Government backs latest stage of British Sign Language Bill


The government will today reaffirm its commitment to improving accessibility for deaf people, by backing the latest stage of the British Sign Language Bill.

The British Sign Language Bill, a Private Member’s Bill introduced by Rosie Cooper MP, will, if passed into law, recognise BSL as a language of England, Wales and Scotland in its own right.

It will be supported by a duty on the Secretary of State for the Department for Work and Pensions (DWP) to regularly report on what each relevant government department has done to promote or facilitate the use of British Sign Language in its communications with the public.

The Bill also places a requirement on the DWP Secretary of State to issue guidance to ministerial departments on the promotion and facilitation of BSL.

Minister for Disabled People, Health and Work Chloe Smith MP said:

We know many D/deaf people can experience social isolation and face reduced access to work and education because of barriers in communicating their basic needs and aspirations.

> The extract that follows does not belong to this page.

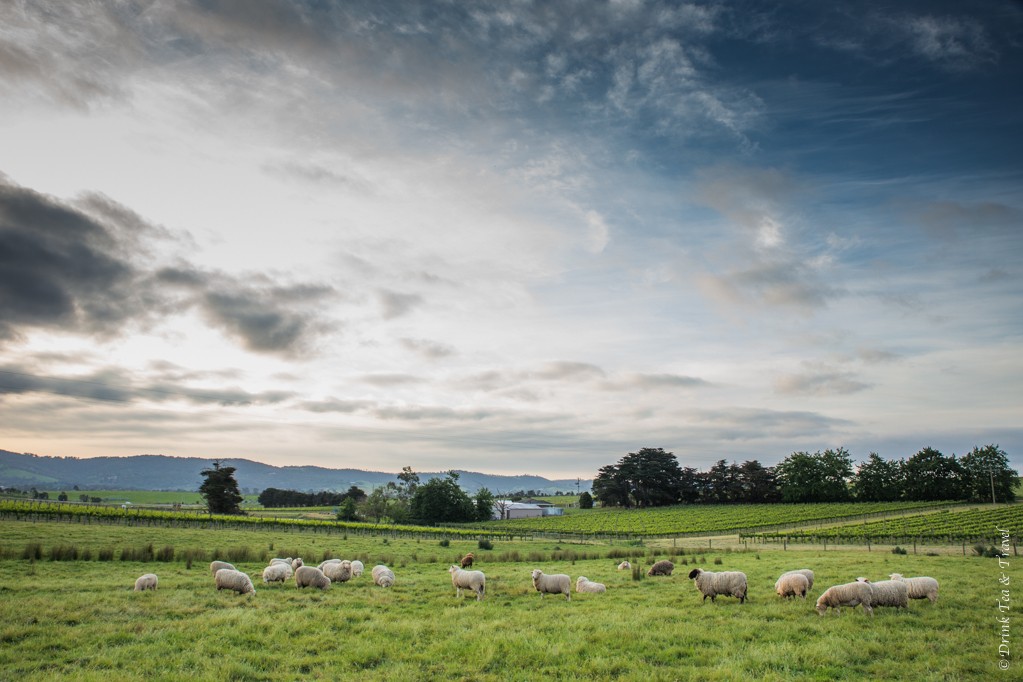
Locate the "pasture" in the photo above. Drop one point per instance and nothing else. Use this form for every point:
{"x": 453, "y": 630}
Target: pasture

Legally recognising BSL will create a more inclusive and accessible society, improving the lives of D/deaf people and helping public services to get it right.

Rosie Cooper MP said:

This Bill is all about improving the lives of deaf people and the Minister and I have worked together in strengthening it and achieving cross-party approval.

I am confident that with the support of MPs across all parties today, we can get this Bill passed and start making positive steps to give deaf people equal access to public services.

David Buxton, Chair of the British Deaf Association said:

The BSL Bill presents a real opportunity for change, to finally break down avoidable communication barriers and to give Deaf people and their language – BSL – the recognition, inclusion, and equality that they deserve.

If the BSL Bill passes into law, we are ready to work hand-in-hand with the UK government to redesign public services that meet the unique needs of the 151,000 people who have British Sign Language as their first or preferred language.

We also hope that the legal recognition of BSL will encourage many more people across the UK to learn British Sign Language and go on to become interpreters, bilingual professionals and allies of the Deaf community. BSL can bring us all together as a society.

Mark Atkinson, Chief Executive at RNID, said:

We at RNID, our supporters and the wider Deaf community are delighted that the British Sign Language Bill is set to clear the final stage of its passage through the House of Commons. We hope it receives the same support from peers in the House of Lords as it has from MPs and ministers.

We welcome the mechanisms within the Bill and commitment from government to working with a proposed advisory board of Deaf people to put the Bill into practice. Giving the Deaf community a seat at the table will mean government policies and public services will the meet the needs of Deaf people for fully inclusive and accessible services.

We mustn’t miss the vital opportunity the Bill gives us to win legal recognition of BSL and expand Deaf people’s rights. On behalf of the Deaf community and alongside other charities, we will continue pushing to make sure the Bill is passed into law before the end of this session of Parliament.

The Minister for Disabled People has also announced the launch of an advisory board of BSL signers to offer guidance to the DWP on matters relating to BSL; examine how the DWP goes about increasing the number of BSL interpreters; and make sure the Access to Work scheme better meets the needs of BSL signers to support them in employment.

The Third Reading of the Bill will take place today in the House of Commons and the Government will once again be supporting its introduction into law.

The BSL Bill was first introduced on 16 June 2021 and passed the Second Reading stage on 28 January 2022, receiving unanimous cross-party support.

The Minister for Disabled People has worked closely with MP Rosie Cooper and deaf people’s charities and organisations, such as the Royal National Institute for Deaf People (RNID) and the British Deaf Association (BDA), to ensure the Bill effectively meets the needs of those who will benefit most.